Harry etrafına bakındı, tedirgin bir şekilde "Toskana?" diye sordu.

"Ah, İtalya, Toskana! Bu bölgede üretilen Chianti şarapları, Sangiovese üzümlerinden yapılır ve genellikle kırmızı meyve tatları ve belirgin asitlikle tanınır. Toskana'nın eşsiz toprakları ve ılıman iklimi bunun en büyük sebebidir."

Louis ilgiyle kaşlarını kaldırdı. "Burgonya?"
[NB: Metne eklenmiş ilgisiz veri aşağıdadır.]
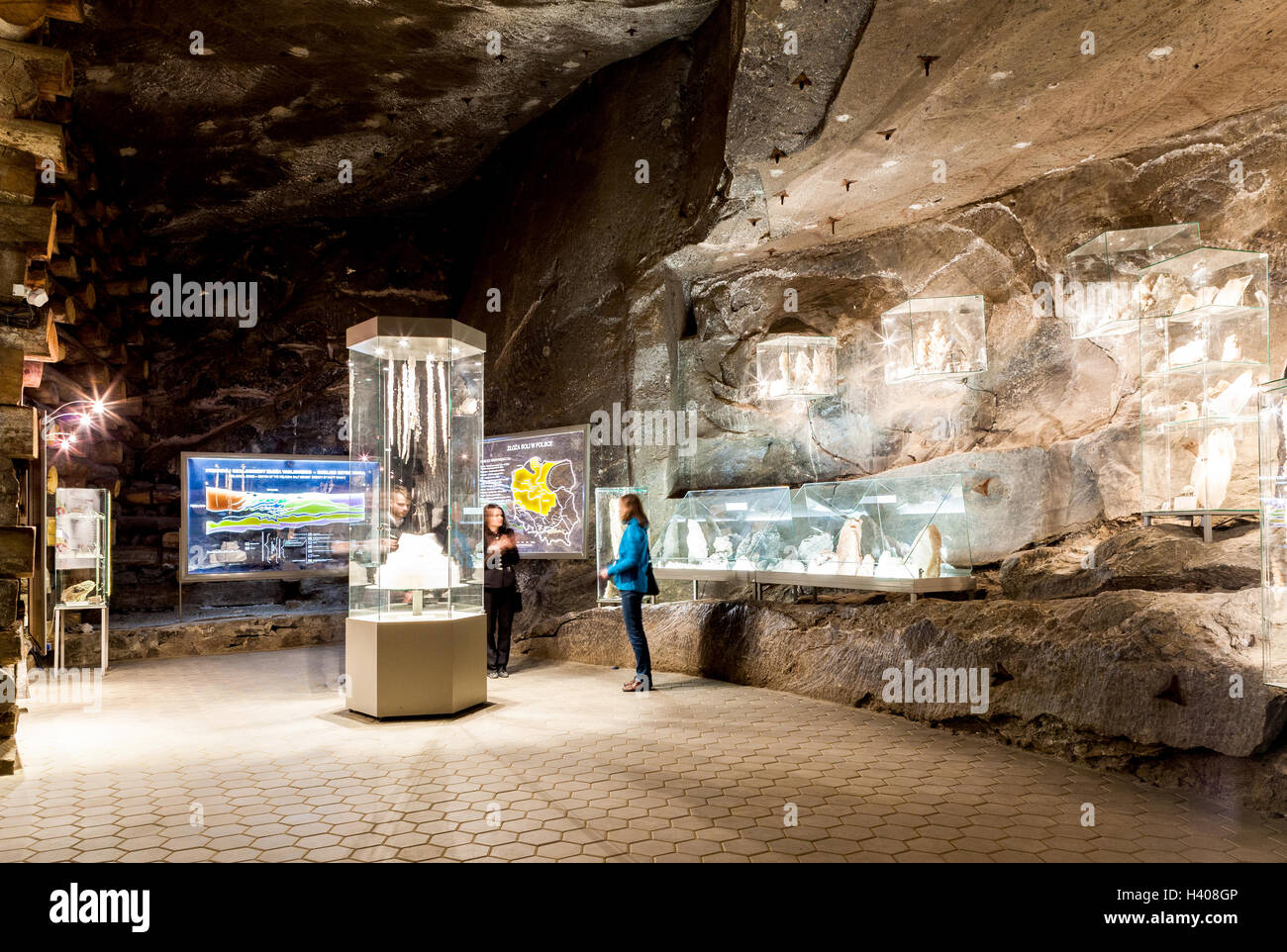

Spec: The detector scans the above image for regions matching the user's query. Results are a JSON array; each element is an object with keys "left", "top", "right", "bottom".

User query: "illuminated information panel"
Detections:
[
  {"left": 479, "top": 425, "right": 589, "bottom": 558},
  {"left": 179, "top": 453, "right": 378, "bottom": 580}
]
"Harikasınız, bayım. Fransa, Burgonya. Chardonnay üzümleri burada öne çıkar ve beyaz Burgonya şarapları taze, meyvemsi ve zarif tatlar sunar. Bu bölgedeki üzüm bağlarındaki farklı toprak türleri ve mikroiklimler, şarapların tadını etkiler."
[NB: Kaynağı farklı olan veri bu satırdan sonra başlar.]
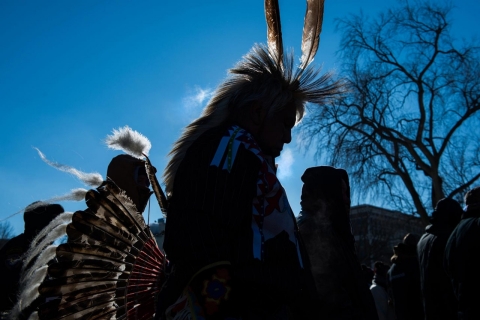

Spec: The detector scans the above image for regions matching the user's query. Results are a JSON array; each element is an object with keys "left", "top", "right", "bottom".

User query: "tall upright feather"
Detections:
[
  {"left": 300, "top": 0, "right": 325, "bottom": 69},
  {"left": 265, "top": 0, "right": 283, "bottom": 65}
]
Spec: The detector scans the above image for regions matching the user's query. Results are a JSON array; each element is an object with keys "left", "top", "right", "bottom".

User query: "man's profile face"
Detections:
[{"left": 255, "top": 103, "right": 297, "bottom": 158}]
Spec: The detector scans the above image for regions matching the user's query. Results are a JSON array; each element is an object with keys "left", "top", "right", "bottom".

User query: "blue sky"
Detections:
[{"left": 0, "top": 0, "right": 480, "bottom": 234}]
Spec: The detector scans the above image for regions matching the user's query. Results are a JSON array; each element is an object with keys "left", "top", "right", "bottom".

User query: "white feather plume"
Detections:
[
  {"left": 105, "top": 126, "right": 152, "bottom": 158},
  {"left": 34, "top": 147, "right": 103, "bottom": 187}
]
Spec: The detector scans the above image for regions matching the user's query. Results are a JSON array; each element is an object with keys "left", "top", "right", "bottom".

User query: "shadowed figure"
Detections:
[
  {"left": 299, "top": 166, "right": 378, "bottom": 319},
  {"left": 417, "top": 198, "right": 463, "bottom": 320},
  {"left": 443, "top": 186, "right": 480, "bottom": 320}
]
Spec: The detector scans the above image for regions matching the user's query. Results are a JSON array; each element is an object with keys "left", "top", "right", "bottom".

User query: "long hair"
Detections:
[{"left": 163, "top": 44, "right": 343, "bottom": 195}]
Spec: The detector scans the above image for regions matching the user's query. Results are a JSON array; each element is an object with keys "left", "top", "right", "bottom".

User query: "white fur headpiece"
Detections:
[{"left": 105, "top": 126, "right": 152, "bottom": 159}]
Birkaç kişinin daha sorusuyla adam açıklamalarına devam ederken Louis "Şarabın bir uzmanlık alanı olabilecek kadar detaylı olduğunu hiç düşünmemiştim." dedi. "Bugün o kadar çok şey öğrendim ki..."

"Yılda dört kez yapılıyor bu etkinlik ve hep merak ediyordum ama birlikte gelebileceğim biri yoktu. Beğenmene sevindim."

"Sen beni çamaşırhanede randevuya çağırsan yine beğenirdim. Ama bu gerçekten çok güzel bir etkinlik. Kendimi ayrıcalıklı zengin çocukları gibi hissettim."

Üzüm bağlarındaki gezinti de bittiğinde etkinliğin son aşamasına geçiliyordu, ki Louis için de Harry için de en güzel kısım buydu. Şarap tadımını sanatla birleştiriyorlardı. Her davetliye paravan ve perdeyle ayrılmış bir alan veriliyordu, misafirlerin burada resim çizmesi için tüm malzemeler hazırdı. Bir masada minik kadehlere doldurulmuş yirmiden fazla şarap çeşidi de bu etkinliğe eşlik ediyordu.

Üzerlerinde önlüklerle tuval başına geçtikleri anda Louis "Yarışalım mı?" diye sordu. "En güzel resmi yapan kazanır."

"Ah, hadi bakalım!"

Birbirlerine tuvalleri göstermemek için iki şövaleyi birbirine arkası dönük şekilde yerleştirdiler. Böylece birbirlerinin yüzünü direkt görüyor fakat resimlere bakamıyorlardı.

"Yeni video çekmeyi düşünüyor musun?" diye sordu Louis resimle uğraşmaya devam ederken. "Youtube için."

"Aslında bu şarap etkinliğini tanıtıp özetleyen bir video çeksem güzel olurmuş ama aklıma yeni geldi, artık çok geç."

"Başka şaka videosu yok mu?"

"Hayır, kesinlikle yok! Bir kere yaptım onda da rezil oldum yetti cidden."

"Öyle düşünme, o video sayesinde tanıştık."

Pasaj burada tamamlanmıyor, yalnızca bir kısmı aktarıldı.